4. Build the distributable:

cd <rootDir>/deployment
chmod +x ./build-s3-dist.sh
./build-s3-dist.sh $DIST_OUTPUT_BUCKET $SOLUTION_NAME $VERSION $CF_TEMPLATE_BUCKET_NAME

Parameter details:

$DIST_OUTPUT_BUCKET - This is the global name of the distribution. For the bucket name, the AWS Region is added to the global name (example: 'my-bucket-name-us-east-1') to create a regional bucket. The lambda
artifact should be uploaded to the regional buckets for the CloudFormation template to pick it up for deployment.

$SOLUTION_NAME - The name of This solution (example: generative-ai-application-builder-on-aws)
$VERSION - The version number of the change
$CF_TEMPLATE_BUCKET_NAME - The name of the S3 bucket where the CloudFormation templates should be uploaded

When you create and use buckets, we recommended that you:

• Use randomized names or uuid as part of your bucket naming strategy.
• Ensure that buckets aren't public.
• Verify bucket ownership prior to uploading templates or code artifacts.

5. Deploy the distributable to an Amazon S3 bucket in your account.

Note: You must have the AWS CLI installed.

aws s3 cp ./global-s3-assets/ s3://my-bucket-name-<aws_region>/generative-ai-application-builder-on-aws/<my-version>/ --recursive --acl bucket-owner-full-control --profile aws-cred-profile-name
aws s3 cp ./regional-s3-assets/ s3://my-bucket-name-<aws_region>/generative-ai-application-builder-on-aws/<my-version>/ --recursive --acl bucket-owner-full-control --profile aws-cred-profile-name

This solution collects anonymized operational metrics to help AWS improve the quality and features of the solution. For more information, including how to disable this capability, please see the implementation guide.

Copyright Amazon.com, Inc. or its affiliates. All Rights Reserved.

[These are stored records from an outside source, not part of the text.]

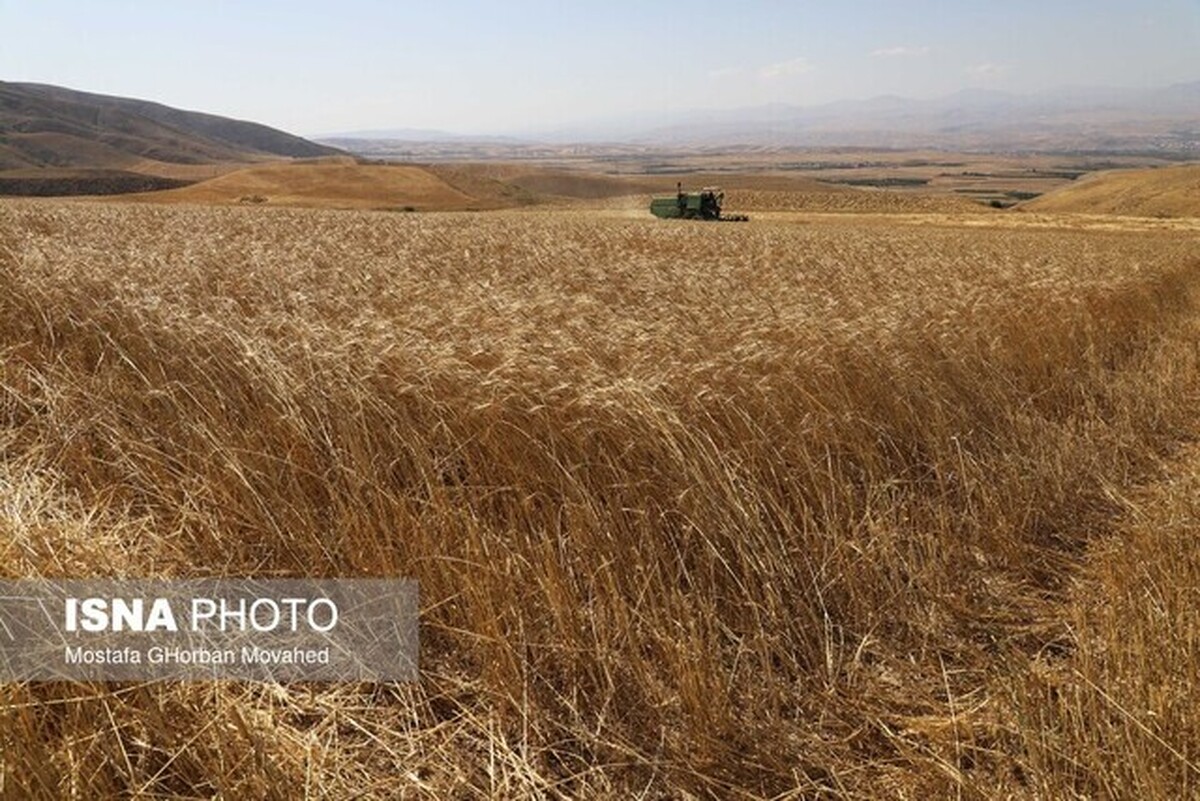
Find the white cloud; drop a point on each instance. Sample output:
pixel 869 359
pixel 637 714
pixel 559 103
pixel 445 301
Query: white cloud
pixel 784 68
pixel 988 70
pixel 899 52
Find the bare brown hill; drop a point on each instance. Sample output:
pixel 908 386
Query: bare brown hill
pixel 337 182
pixel 52 126
pixel 1161 192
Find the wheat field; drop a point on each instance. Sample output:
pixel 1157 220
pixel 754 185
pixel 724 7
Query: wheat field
pixel 766 511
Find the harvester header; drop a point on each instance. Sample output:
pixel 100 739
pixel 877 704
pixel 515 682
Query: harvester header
pixel 705 204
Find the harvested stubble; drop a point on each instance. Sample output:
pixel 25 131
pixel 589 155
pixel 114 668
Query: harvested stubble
pixel 714 510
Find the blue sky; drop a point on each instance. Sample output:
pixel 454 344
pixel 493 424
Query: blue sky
pixel 480 66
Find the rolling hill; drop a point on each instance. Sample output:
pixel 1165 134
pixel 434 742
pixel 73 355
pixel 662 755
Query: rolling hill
pixel 336 182
pixel 1162 192
pixel 43 126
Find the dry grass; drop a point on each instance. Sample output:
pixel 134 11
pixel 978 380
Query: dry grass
pixel 1164 192
pixel 720 511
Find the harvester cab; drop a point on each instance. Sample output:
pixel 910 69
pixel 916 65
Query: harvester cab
pixel 705 204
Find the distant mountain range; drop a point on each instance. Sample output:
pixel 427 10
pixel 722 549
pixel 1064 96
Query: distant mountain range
pixel 1164 121
pixel 43 126
pixel 1067 119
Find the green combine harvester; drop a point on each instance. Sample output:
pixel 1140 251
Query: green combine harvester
pixel 705 204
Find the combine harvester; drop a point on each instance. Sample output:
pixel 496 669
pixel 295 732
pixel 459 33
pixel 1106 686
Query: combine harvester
pixel 705 204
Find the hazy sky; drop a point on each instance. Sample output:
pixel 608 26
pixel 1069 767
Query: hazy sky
pixel 498 66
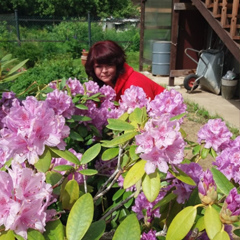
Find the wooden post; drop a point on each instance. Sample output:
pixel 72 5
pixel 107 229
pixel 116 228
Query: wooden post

Licensed under the Apache License, Version 2.0 (the "License"); you may not use this file except in compliance with the License. You may obtain a copy of the License at

http://www.apache.org/licenses/LICENSE-2.0

Unless required by applicable law or agreed to in writing, software distributed under the License is distributed on an "AS IS" BASIS, WITHOUT WARRANTIES OR CONDITIONS OF ANY KIND, either express or implied. See the License for the specific language governing permissions and limitations under the License.